Opening my eyes, I see a hazy vision of Dominick, blood oozing down his face.

"No!"

Ethan is suddenly there, pushing Dominick to the floor as he laughs.

"You can't get away from me, Chloe." His eyes go a strange, impossible combination of black and bloodshot. "You'll never get away from me."

I try to run, flinging myself off the bar and dashing toward the door with the glowing exit sign.

I barely move. Each step brings me no closer to escape, and the world tunnels, stretching the door so far away it looks like I have to run miles.

Ethan's face appears inches from mine. "Boo!"

He raises a knife, cackling maniacally as it glints from an unseen light source. Ethan brings it down.

He's going to kill me.

I wake up just before the blade sinks in, images of my personal slasher movie still playing in my mind. The thunderstorm sounds are still playing in the background.

Checking the time, I do the math and determine that I made it about four hours before I had a nightmare.

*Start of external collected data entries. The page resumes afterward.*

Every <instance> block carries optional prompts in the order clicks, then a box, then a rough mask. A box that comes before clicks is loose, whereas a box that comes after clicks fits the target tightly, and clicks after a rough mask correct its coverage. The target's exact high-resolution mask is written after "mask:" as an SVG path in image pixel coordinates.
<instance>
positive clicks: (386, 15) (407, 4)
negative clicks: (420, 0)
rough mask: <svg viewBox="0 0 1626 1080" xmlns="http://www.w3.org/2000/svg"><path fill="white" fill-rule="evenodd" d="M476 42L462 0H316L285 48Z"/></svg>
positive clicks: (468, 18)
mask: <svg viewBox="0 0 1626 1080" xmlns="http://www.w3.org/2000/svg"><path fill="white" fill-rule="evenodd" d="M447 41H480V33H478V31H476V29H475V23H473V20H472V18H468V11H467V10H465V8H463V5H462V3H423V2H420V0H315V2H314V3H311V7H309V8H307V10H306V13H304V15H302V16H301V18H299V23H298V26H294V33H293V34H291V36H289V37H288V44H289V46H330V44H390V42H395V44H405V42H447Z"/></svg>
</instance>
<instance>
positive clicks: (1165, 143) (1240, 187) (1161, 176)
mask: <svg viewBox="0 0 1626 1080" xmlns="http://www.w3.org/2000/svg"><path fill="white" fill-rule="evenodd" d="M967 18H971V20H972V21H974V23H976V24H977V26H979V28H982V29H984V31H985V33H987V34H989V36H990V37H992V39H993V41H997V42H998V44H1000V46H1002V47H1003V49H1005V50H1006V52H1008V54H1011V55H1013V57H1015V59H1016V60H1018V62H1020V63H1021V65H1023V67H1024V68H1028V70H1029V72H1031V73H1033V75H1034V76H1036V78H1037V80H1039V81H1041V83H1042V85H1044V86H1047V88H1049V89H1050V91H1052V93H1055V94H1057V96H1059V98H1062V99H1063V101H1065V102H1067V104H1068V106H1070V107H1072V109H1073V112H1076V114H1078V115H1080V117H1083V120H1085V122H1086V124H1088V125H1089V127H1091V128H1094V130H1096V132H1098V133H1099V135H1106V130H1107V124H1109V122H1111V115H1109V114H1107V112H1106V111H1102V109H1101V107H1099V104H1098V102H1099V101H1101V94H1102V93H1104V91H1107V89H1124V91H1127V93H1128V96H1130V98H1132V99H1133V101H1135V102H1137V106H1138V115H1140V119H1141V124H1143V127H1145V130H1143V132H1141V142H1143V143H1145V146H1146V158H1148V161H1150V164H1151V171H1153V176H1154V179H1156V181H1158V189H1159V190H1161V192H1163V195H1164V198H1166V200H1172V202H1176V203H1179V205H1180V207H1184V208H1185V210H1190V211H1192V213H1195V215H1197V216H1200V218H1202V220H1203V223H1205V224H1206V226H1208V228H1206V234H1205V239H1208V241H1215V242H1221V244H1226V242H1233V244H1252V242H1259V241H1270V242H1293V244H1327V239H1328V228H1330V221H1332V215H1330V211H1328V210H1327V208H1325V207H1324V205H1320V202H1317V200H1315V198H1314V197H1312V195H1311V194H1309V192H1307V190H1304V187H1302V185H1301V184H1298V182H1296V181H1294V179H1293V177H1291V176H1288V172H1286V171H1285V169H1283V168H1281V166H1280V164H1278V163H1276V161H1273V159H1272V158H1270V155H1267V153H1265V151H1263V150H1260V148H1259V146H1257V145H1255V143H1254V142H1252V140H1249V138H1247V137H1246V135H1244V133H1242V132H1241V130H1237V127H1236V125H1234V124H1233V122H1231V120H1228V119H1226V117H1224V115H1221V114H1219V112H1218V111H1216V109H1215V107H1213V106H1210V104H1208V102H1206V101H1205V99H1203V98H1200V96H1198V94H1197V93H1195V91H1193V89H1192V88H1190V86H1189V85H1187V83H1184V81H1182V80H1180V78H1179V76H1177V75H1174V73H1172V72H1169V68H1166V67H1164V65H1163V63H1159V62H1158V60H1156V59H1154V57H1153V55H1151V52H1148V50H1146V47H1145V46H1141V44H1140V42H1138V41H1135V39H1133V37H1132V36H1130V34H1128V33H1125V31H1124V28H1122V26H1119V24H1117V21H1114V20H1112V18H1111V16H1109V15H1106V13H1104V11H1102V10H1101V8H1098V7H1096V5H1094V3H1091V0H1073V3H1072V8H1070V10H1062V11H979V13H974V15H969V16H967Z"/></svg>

Not bad, but not great.

It's a while before I can finally slow my breathing, and even as I realize it was just a dream, my mind is reeling from the visuals.

I've never had a guest in my nightmares before, and I really didn't like how the director of that little horror decided to use him.

"Dammit, Chloe. You have to pull yourself together." I take a sip of the water I have on my nightstand. "Don't get attached, don't get attached. Just stay clear of anyone. Stay clear. Stay clear. Stay clear."

As I repeat my familiar mantra, unconsciousness pulls at the corners once more. I don't know if I'll be able to stave off another nightmare. Honestly, it's unlikely.

But I have a shift tomorrow, and I need to try to get as much sleep as possible.